UC Irvine Randerson

Credit: Steve Zylius/UC Irvine

UC Irvine earth system scientist James Randerson, a new member of the National Academy of Sciences, uses satellite data and climate models to predict change in the planet’s various ecosystems.

Nine members of the University of California faculty have been elected to the National Academy of Sciences, one of the highest honors that can be accorded to a U.S. scientist.

They are among the 84 new members and 21 foreign associates in this year’s class.

They bring UC’s total number of members to 602.

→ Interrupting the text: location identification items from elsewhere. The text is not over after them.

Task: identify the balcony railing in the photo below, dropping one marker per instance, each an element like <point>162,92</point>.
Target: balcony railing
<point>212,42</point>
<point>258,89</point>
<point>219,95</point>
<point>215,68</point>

New members, by campus, include:

UC Berkeley

  • Mary K. Firestone, professor of environmental science policy and management and associate dean of instruction and student affairs

UC Davis

  • Jodi M. Nunnari, professor of molecular and cellular biology

UC Irvine

  • James T. Randerson, professor of earth system science

UCLA

  • Claudio Pellegrini, distinguished professor emeritus of physics and astronomy

UC San Diego

  • Christopher K. Glass, professor of cellular and molecular medicine and professor of medicine

UCSF

  • Robert Haas Edwards, professor of neurology and physiology
  • Richard M. Locksley, Marion and Herbert Sandler Distinguished Professorship in Asthma Research and professor of medicine (infectious diseases)
  • Patrick H. O’Farrell, professor of biochemistry and biophysics

UC Santa Cruz

  • James C. Zachos, professor of earth and planetary sciences

The National Academy of Sciences is a private, nonprofit society established by Congress and signed into existence by Abraham Lincoln in 1863 to provide objective advice to the nation. Members are elected by their peers, and the academy is committed to furthering science in the United States. Past recipients of the honor include Albert Einstein, Robert Oppenheimer, Thomas Edison, Orville Wright and Alexander Graham Bell.